I ‘assumed’ that my eyes were ‘opened’ as to how much inequality there actually is out there, when I experienced my discrimination with racism and homophobia at work.
But then, I remembered one of the articles the MEN wrote for me a while back when I was investigating a vicious racist attack on an Asian male whilst a Detective with the Greater Manchester Police CID.
What I realised was that, I have always been an ambassador for social justice and equality since a young age but just didn’t know it. I’ve learned the hard way that, not letting your voice be heard ‘actually’ gets you nowhere and definitely gets you no respect.
It might not be fair, but sometimes the only way to let those know whom are in the wrong that they are is to let your voice be heard even if not listened to. At least, you’ve done your bit.
In my previous role before I moved to London, I dealt with many different types of serious crime… rape, arson, kidnap, abduction, serious assaults, firearms offences, death and so forth and I guess that my aim although unconscious as such was to get some form of justice for the victims of these crimes as best I could using my skills and abilities as a detective.
I’ve been called many ‘not so nice words’ words in My Life, the majority of these as a consequence of my standing-up for myself and others. One of these being, ‘sensitive’.
I like helping people, it’s in my blood… it’s who I am.
If that classes me as sensitive by those who are not to others needs, then I know which one I’d rather be!
Many of us take a lot from society and others, but what do we actually give back?
I never joined the Police Service back in 2001 for a big fat salary (wrong job), I joined to genuinely try to help those who couldn’t always help themselves. I know it sounds cheesy and the worse interview line ever, but it was true.

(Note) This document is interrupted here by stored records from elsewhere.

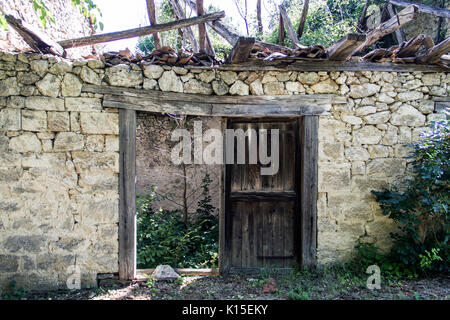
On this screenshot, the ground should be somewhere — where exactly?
[3,269,450,300]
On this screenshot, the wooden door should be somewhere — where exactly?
[224,119,301,272]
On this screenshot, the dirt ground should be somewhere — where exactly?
[2,270,450,300]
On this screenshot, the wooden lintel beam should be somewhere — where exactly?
[227,37,255,63]
[58,11,225,49]
[326,33,366,61]
[389,0,450,19]
[352,5,418,55]
[82,84,347,106]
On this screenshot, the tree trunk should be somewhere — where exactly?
[297,0,309,39]
[147,0,161,49]
[256,0,263,35]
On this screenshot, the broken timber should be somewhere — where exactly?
[327,33,366,61]
[58,11,225,49]
[82,85,347,117]
[352,5,418,55]
[5,15,66,57]
[227,37,255,63]
[389,0,450,19]
[416,37,450,63]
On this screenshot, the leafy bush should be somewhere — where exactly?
[137,174,219,268]
[372,121,450,276]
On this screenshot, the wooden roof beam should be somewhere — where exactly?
[416,37,450,64]
[389,0,450,19]
[326,33,366,61]
[352,5,418,56]
[58,11,225,49]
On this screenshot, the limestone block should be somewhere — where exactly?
[211,80,228,96]
[184,79,213,95]
[30,60,48,77]
[105,64,142,87]
[363,111,391,124]
[319,141,344,161]
[0,108,22,131]
[390,104,425,127]
[9,132,42,153]
[64,97,102,112]
[49,61,72,75]
[397,91,423,102]
[353,126,381,144]
[22,110,47,132]
[345,147,369,161]
[422,73,441,86]
[368,145,391,159]
[366,158,406,177]
[80,112,119,135]
[158,70,183,92]
[318,162,351,192]
[61,73,83,97]
[25,96,64,111]
[144,64,164,79]
[297,72,320,85]
[105,136,119,151]
[47,111,70,132]
[0,77,20,97]
[142,78,158,90]
[264,82,286,95]
[230,80,249,96]
[219,71,237,85]
[311,79,339,93]
[80,66,102,85]
[198,70,216,83]
[350,83,381,99]
[6,96,25,109]
[36,73,61,98]
[86,135,105,151]
[53,132,84,151]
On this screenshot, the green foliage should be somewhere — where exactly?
[137,35,155,55]
[1,280,27,300]
[137,174,219,268]
[366,121,450,276]
[0,0,103,30]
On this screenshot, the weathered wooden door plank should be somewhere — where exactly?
[119,109,136,280]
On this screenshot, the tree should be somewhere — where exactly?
[0,0,103,30]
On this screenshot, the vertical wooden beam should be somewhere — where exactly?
[219,118,231,274]
[278,13,284,46]
[119,109,136,280]
[386,3,405,44]
[147,0,161,49]
[297,0,309,39]
[300,116,319,266]
[196,0,206,52]
[279,5,298,48]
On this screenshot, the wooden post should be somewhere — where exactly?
[278,13,284,46]
[300,116,319,267]
[297,0,309,39]
[147,0,161,49]
[196,0,206,52]
[279,5,298,48]
[119,109,136,280]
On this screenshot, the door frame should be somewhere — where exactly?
[112,85,326,280]
[219,115,319,274]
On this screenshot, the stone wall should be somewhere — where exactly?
[0,0,93,58]
[0,49,450,289]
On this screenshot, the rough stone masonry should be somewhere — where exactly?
[0,53,450,289]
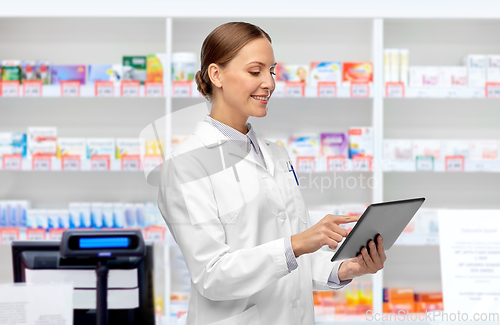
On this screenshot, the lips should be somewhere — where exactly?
[250,95,268,102]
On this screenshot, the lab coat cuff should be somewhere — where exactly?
[327,261,352,289]
[284,237,299,272]
[269,238,290,276]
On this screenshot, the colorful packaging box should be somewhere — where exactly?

Having served over a decade as a public servant, I still have that same energy and enthusiasm to help others but now in a different way. One in which, I can look back and say… “I did my bit”.
On a funny note, I remember when I was little (not just in size) I asked My Mum when I was older and a Policeman ‘if’ I could work for free, as just doing it would be enough… as long as they fed and put me up, of course. Oh, how I have grown-up 😮
This has been a… bit of an equality moment, ‘View from the Bottom’.
Take care, Max x.
Live Healthy, Laugh Often & Love Yourself!